Renken chronicles a gay boy’s coming of age in this literary novel-in-stories.
Childhood is a nonstop series of lessons, most of them learned the hard way. In the first episode of Renken’s novel, his protagonist, 6-year-old Ike, is innocently walking away from his grandmother’s porch when a hand reaches for him from an open doorway. The story ends, and the novel moves on before readers get any details, but the incident haunts Ike—it’s whispered of by neighbors, and remembered sadly by his grandmother—for the rest of the book.
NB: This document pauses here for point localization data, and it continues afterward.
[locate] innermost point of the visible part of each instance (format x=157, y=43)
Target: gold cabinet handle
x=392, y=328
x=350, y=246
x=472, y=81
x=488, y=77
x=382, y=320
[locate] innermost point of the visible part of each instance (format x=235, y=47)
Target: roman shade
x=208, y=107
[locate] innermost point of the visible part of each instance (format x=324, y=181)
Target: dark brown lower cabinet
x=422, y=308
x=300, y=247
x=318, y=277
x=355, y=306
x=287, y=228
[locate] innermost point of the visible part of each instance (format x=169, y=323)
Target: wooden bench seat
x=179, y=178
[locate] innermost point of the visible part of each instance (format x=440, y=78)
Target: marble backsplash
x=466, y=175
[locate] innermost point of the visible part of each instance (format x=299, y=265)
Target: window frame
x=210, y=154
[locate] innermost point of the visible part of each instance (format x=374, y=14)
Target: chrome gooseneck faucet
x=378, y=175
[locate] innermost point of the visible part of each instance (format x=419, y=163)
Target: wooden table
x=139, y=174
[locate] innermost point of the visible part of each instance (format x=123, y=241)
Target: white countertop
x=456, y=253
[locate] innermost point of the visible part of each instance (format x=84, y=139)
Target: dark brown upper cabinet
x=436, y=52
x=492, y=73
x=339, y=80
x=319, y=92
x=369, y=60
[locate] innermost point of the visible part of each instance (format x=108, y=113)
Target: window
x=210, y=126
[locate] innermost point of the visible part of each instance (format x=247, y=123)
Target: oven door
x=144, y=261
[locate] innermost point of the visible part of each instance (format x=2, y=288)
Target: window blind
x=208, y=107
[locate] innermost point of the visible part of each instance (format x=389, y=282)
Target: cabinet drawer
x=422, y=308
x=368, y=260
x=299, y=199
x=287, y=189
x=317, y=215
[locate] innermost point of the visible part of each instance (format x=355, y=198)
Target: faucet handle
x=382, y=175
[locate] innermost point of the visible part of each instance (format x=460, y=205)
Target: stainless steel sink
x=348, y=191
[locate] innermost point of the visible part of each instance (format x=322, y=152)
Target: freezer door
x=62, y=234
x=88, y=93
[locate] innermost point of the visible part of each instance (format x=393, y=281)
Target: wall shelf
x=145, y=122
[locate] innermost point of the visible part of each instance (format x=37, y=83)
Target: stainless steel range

With each story, Ike grows a year older and learns a new harsh truth about the world: Other kids don’t like books as much as he does; his older brother can easily hurt him; dressing up in women’s clothes with his best friend will get him yelled at by his mother. On the family farm, the weak, creative Ike is a constant disappointment to his father, who wants him to grow up to be a farmer or a minister. As the years pass, Ike comes more into himself, one experience at a time—including his first kiss with a boy in his tent at summer camp; going away to college, where his two inaugural sexual experiences could hardly be more different from one another; and getting married and eventually cheating on his husband. Renken effectively varies the stories, switching points of view and format; one story takes the form of a fitness diary, in which a teenage Ike records the horrors of gym class. Other stories break unexpectedly into verse. Strewn throughout are looks into the isolated lives led by seemingly everybody Ike encounters. Max, one of the first men Ike sleeps with, guesses that Ike will regret doing it the next day. “You’ll feel awkward and you won’t be able to look me in the eye…But it will be okay. It really will. It’ll be okay.” From such fragments, a memorable portrait emerges.
An affecting fictional biography told in episodes strung across a quarter-century.